Dress nice and conservatively. I always have a better impression of someone if they took the time and effort to dress up for the interview.
If it is a hard job (like moving tires by hand), I always like to find out if the person is single or has a family at home they are trying to provide for. A person who is working to support their family will take more shit and work through harder stuff than a single person with no responsibilities beside themselves. But I can't ask that!
This is a good spot to point out that Interviewers have long lists of rules they have to follow in order that they do not get sued or open up a liability for their company. They can't ask anything that relates to age, sex, or racial background. They are not allowed to ask anything that might be used to say that the prospective employee didn't get the job because of one of those reasons. It's illegal!
Interviewers can take classes, read books, and study on the subject of interviewing people. Nothing beats hard real world experience!
You would be surprised the tricks and gimmicks, if that's what you want to call it that interviewer's can use to disarm potential candidates, get them to drop their guard, and relax. Figuring out how to relate to people in a way that gets them to open up and spill their guts. I have had people confess things during an interview, break down and cry, and others who would swear we were new best friends. As a prospective employee, if you run into a seasoned experienced interviewer you will not be able to hide very much at all. Your only hope is to be a genuine good person in need of a job, and be able to fly through all the required steps flawlessly.

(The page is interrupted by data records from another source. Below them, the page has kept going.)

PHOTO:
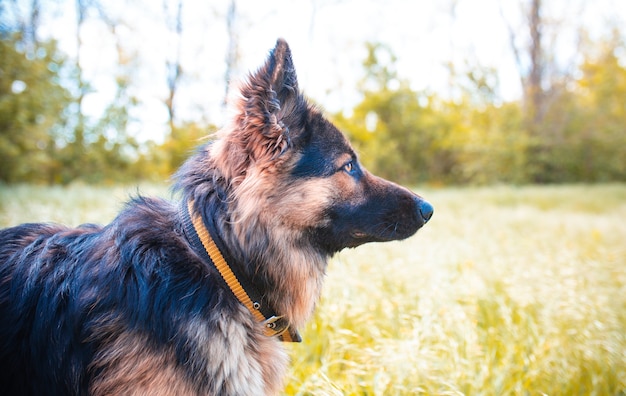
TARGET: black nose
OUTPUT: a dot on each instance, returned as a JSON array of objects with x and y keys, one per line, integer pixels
[{"x": 426, "y": 210}]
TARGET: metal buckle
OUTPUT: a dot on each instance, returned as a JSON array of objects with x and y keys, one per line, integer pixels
[{"x": 276, "y": 325}]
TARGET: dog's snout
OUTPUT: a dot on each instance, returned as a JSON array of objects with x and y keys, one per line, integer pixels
[{"x": 425, "y": 210}]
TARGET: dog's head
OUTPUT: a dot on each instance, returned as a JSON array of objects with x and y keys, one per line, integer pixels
[{"x": 293, "y": 173}]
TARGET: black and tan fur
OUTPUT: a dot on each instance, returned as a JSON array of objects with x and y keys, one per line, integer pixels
[{"x": 130, "y": 308}]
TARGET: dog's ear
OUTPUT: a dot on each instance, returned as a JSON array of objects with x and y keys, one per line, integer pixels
[{"x": 269, "y": 102}]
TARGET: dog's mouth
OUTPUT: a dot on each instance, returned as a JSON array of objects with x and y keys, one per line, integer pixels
[{"x": 358, "y": 235}]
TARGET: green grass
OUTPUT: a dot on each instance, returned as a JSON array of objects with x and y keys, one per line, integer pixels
[{"x": 508, "y": 290}]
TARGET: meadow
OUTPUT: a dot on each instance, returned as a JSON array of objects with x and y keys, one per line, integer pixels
[{"x": 507, "y": 291}]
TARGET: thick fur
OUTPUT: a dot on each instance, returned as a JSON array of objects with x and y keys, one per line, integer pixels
[{"x": 130, "y": 308}]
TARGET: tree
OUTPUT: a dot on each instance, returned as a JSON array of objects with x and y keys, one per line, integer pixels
[{"x": 32, "y": 102}]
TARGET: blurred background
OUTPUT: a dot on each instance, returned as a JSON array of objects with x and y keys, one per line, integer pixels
[{"x": 438, "y": 93}]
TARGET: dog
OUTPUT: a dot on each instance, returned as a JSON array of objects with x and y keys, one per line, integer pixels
[{"x": 195, "y": 296}]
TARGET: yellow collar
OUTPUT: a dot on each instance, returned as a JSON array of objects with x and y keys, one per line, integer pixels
[{"x": 203, "y": 243}]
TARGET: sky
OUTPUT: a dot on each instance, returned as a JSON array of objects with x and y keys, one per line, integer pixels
[{"x": 327, "y": 41}]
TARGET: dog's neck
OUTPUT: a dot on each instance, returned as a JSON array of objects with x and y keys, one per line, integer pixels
[{"x": 205, "y": 240}]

If you have something to hide during an interview, take care of it somehow so that it is not a concern and will interfere with the interview and background check process, or you will just be needlessly wasting your time and those of the potential employer. You won't hide it. Not in today's age of technology where information rules supreme and trumps damn near everything.
For those who are really interested in the process of interviewing, check out a gentleman named Admiral Rickover! He was the grim reaper of Interviewers of all time! For too many years Admiral Rickover was in charge of interviewing potential Captains for commanding submarines in what he considered his private fleet! His antics and tactics are legendary to say the least.
One prospective Captain was commanded, "Piss me off right now, in less than thirty seconds!"
The Captain swept everything off of Admiral Rickover's desk and all over the floor of his office without hesitation.
By the way that Captain got Command of his own Nuclear Submarine!
Rickover supposedly had a chair for prospects to sit in which had legs of differing lengths. He would change the location of the interview at the last minute so the prospect would be late to the interview. He reportedly locked prospects in closets to see how they dealt with the situation. He wanted innovative, quick thinking, committed, highly motivated men to command his submarines. The horror stories abound about how he weeded them out of all the potential candidates.
Good Luck, Interviewing whichever side of the desk you happen to be sitting on!